SHAFAQNA – Three Christian civilians said they had cowered in a basement for weeks while militants inspired by the Islamic State in Iraq and Syria (ISIS) went from door to door killing non-Muslims in the southern Philippine city of Marawi, before fleeing for their lives at dawn last Tuesday.
It was their Muslim employer who hid them in his basement.
“We heard them (militants) shouting ‘Allahu akbar’ and asking neighbours about religion,” said house painter Ian Torres, 25, who had come to Marawi for a job. “We could only hear them. If they could not answer questions about Quran verses, gunfire immediately followed.”
Their account, and others from people who have fled the battle zone in Marawi, starkly illustrate the brutal religious calculus of the militants as well as the heroic efforts of local Muslims who risked their lives to protect their Christian friends and workers.
The militants, a coalition of local insurgent groups loyal to ISIS, began their assault on the city on May 23, announcing their intent to create an Islamist caliphate in the Philippines’ only predominantly Muslim city. Since then, more than 300 people have been killed, the Philippine military says.
There have been previous reports of militants threatening or killing Christians, but it is not known how many have died. The military says 26 civilians have been killed, but the militants still control about a fifth of the city, and there may be other areas that the military has not reached.
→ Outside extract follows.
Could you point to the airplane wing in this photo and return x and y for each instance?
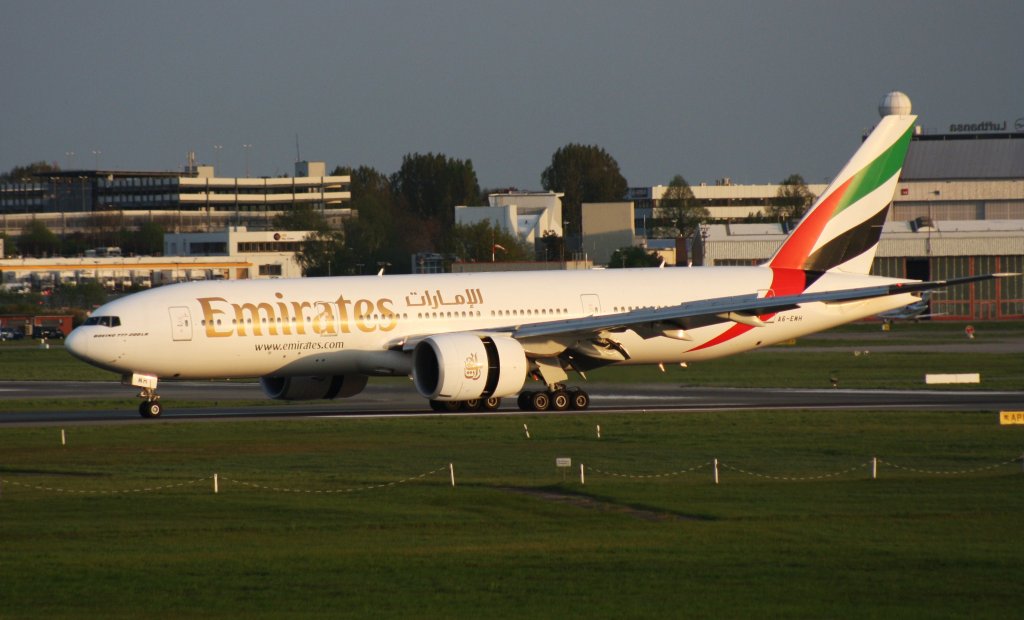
(740, 308)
The three Christians who escaped were part of a group of five labourers from Iligan, about 40km to the north, who had been hired to refurbish the house of a prominent Muslim trader in Marawi.
But what was supposed to be a routine job turned into a nightmare when they were trapped in hostile territory .
One of the men, Mr Nick Andilig, 26, said about 50 militants suddenly appeared in the neighbourhood where they were working, shouting “Allahu akbar” and displaying a black flag.
“They claimed to be ISIS out on a mission to cleanse the city,” he said. He said he thought that meant they would kill all non-Muslims in the area.
The fighters appeared to be in their 20s, wore face masks and head gear, and carried long firearms, Mr Andilig said. He said their employer hid the workers in his basement. When the militants reached his door, the workers overheard him arguing with them.
“He told the gunmen that there were no Christians in the house,” Mr Andilig said. The militants eventually moved on to the next house. Then they heard shooting.
When Mr Andilig and his group eventually emerged from hiding, they saw several bodies with what appeared to be gunshot wounds.
“Our employer escaped earlier with another household staff,” he said. “He said he would come back for us but never made it. He was a good Muslim.”
That left the five workers, four men and a pregnant woman in the house.
For days they subsisted on food the owner had left behind, mostly canned goods and rice, but eventually that ran out. “All of us decided to escape,” Mr Andilig said. “But our companion, who is seven months pregnant, could not run along with us. She and her husband decided to stay.” As dawn broke on Tuesday, Mr Andilig, Mr Torres and Mr Arman Langilan, 22, fled.
“We told each other, whatever happens, happens,” Mr Torres said. “If we get hit and die, that’s our fate. But we had to escape. Or at least die trying.”
They alternated between running and hiding in thick shrubs, eventually reaching the Agos River, which divides the city and separates the area controlled by the militants from that controlled by the Philippine military.
They were found by the police wandering, tired and hungry, among the ruins of the city.